(Host) The Democratic and Independent candidates for the U.S. House and Senate have joined Senator Patrick Leahy in a call for an increase in the federal minimum wage.
But the candidates’ position on the wage issue was already well-known. Today’s news conference was a chance for Leahy to campaign for Peter Welch and Bernie Sanders.
VPR’s John Dillon reports:
(Dillon) Senator Leahy’s joint appearance with Sanders and Welch highlights a key strategy for Democrats in this campaign.
Leahy, who was first elected to the Senate in 1974, is the most popular politician in Vermont. A recent Survey USA poll puts his favorability ratings at almost 70%.
Vermont’s senior senator is clearly trying to use his popularity and influence with voters to boost the chances of Sanders and Welch.
(Leahy) “I have no greater priority than seeing both of these men get elected to Congress. We have a rubber-stamp Congress that will not ask questions, does not serve as check as balances, something that the Congress historically and constitutionally is supposed to do.”
(Dillon) Leahy joked with photographers at the news conference that they were taking the first pictures of the state’s next congressional delegation. He says he’s campaigned all over the state for Welch and Sanders, and that people from his organization are assisting as well. He says the political balance in the House and Senate could hinge on the outcome of the Vermont elections.

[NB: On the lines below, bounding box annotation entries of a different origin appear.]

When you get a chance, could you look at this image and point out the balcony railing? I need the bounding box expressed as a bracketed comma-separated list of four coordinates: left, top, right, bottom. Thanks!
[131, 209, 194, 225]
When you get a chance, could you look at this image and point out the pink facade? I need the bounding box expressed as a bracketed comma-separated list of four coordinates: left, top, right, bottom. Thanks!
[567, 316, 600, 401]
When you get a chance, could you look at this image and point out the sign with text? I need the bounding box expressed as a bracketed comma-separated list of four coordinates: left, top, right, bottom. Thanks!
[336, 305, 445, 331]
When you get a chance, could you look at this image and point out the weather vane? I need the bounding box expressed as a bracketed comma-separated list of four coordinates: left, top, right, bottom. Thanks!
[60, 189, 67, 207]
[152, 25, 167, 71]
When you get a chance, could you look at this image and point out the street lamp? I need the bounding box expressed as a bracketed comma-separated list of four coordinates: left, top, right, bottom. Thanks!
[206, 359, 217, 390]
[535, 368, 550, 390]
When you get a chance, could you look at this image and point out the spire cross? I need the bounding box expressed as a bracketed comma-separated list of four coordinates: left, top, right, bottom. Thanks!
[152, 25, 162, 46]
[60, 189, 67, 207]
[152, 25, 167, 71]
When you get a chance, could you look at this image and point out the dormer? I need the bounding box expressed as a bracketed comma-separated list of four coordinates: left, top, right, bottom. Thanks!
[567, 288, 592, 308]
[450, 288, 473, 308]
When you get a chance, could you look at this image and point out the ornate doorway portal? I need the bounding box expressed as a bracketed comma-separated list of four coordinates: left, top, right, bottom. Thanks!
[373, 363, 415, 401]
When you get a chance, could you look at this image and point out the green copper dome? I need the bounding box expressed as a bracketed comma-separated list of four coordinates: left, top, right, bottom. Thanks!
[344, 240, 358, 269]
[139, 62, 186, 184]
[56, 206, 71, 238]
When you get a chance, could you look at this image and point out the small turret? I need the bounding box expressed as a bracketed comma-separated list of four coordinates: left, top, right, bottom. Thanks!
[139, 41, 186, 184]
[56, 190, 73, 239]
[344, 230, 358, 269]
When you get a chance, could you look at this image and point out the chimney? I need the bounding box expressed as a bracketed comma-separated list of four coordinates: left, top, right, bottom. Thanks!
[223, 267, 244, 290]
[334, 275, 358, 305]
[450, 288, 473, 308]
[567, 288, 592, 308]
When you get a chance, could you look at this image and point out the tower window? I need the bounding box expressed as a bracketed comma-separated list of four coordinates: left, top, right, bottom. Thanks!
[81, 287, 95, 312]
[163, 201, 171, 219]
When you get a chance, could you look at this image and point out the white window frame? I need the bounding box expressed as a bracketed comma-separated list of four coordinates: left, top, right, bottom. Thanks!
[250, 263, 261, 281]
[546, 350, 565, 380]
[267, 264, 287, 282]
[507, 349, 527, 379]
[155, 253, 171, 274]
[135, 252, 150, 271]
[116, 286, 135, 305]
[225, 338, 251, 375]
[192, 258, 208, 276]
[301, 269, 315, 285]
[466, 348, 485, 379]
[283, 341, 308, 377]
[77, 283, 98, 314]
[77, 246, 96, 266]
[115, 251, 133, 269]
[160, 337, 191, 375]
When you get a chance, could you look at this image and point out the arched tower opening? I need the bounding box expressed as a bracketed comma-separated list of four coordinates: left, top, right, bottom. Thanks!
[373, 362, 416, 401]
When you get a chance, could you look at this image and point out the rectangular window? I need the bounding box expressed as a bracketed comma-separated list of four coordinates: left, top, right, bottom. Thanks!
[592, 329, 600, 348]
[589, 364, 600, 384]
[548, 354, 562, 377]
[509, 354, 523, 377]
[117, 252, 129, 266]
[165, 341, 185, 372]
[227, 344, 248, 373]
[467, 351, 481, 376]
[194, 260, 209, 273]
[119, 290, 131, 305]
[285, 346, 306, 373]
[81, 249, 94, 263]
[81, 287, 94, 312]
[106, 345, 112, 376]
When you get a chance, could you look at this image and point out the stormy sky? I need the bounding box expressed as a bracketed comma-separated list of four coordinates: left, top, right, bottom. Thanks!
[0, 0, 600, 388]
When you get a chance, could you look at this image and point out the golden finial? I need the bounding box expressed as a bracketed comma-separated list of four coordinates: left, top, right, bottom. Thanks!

(Leahy) “It could very well come down – this is not hyperbole — to one seat in the House, one seat in the House and Senate. Besides which, I’d like Vermont to send a very strong message that we want this administration to move in a new direction. I’d like to send a very strong message that it’s not working – rubber stamp government is not working.”
(Dillon) Welch, a Windsor County senator, said the first bill he will introduce if elected would be to raise the minimum wage.
(Welch) “It’s a disgrace that people would work 40 hours a week and not beat the poverty line. The minimum wage, as Congressman Sanders has said, has not been raised in nine years, and in that time Congress has had nine pay increases totaling $31,000 approved by the Republican leadership. This is wrong.”
(Dillon) Sanders described the issue in moral terms.
(Sanders) “We need a government that is going to stand up and represent ordinary people. It is not acceptable in America that there are people today working for $5.15 an hour and trying to support a family. That is not what this country is supposed to be about.”
(Dillon) The federal minimum wage is now $5.15 an hour. Legislation that Sanders and Welch support would raise it to $7.25 an hour. Vermont’s minimum wage is already at that level.
Richard Tarrant, Sanders main Republican opponent, said Sanders voted against boosting the federal minimum wage as part of a bill to raise the exemption to the federal estate tax. A Sanders spokesman said the congressman voted against the measure because it amounted to a giveaway to the wealthy, and would have raised the federal deficit.
For Vermont Public Radio, I’m John Dillon in Burlington.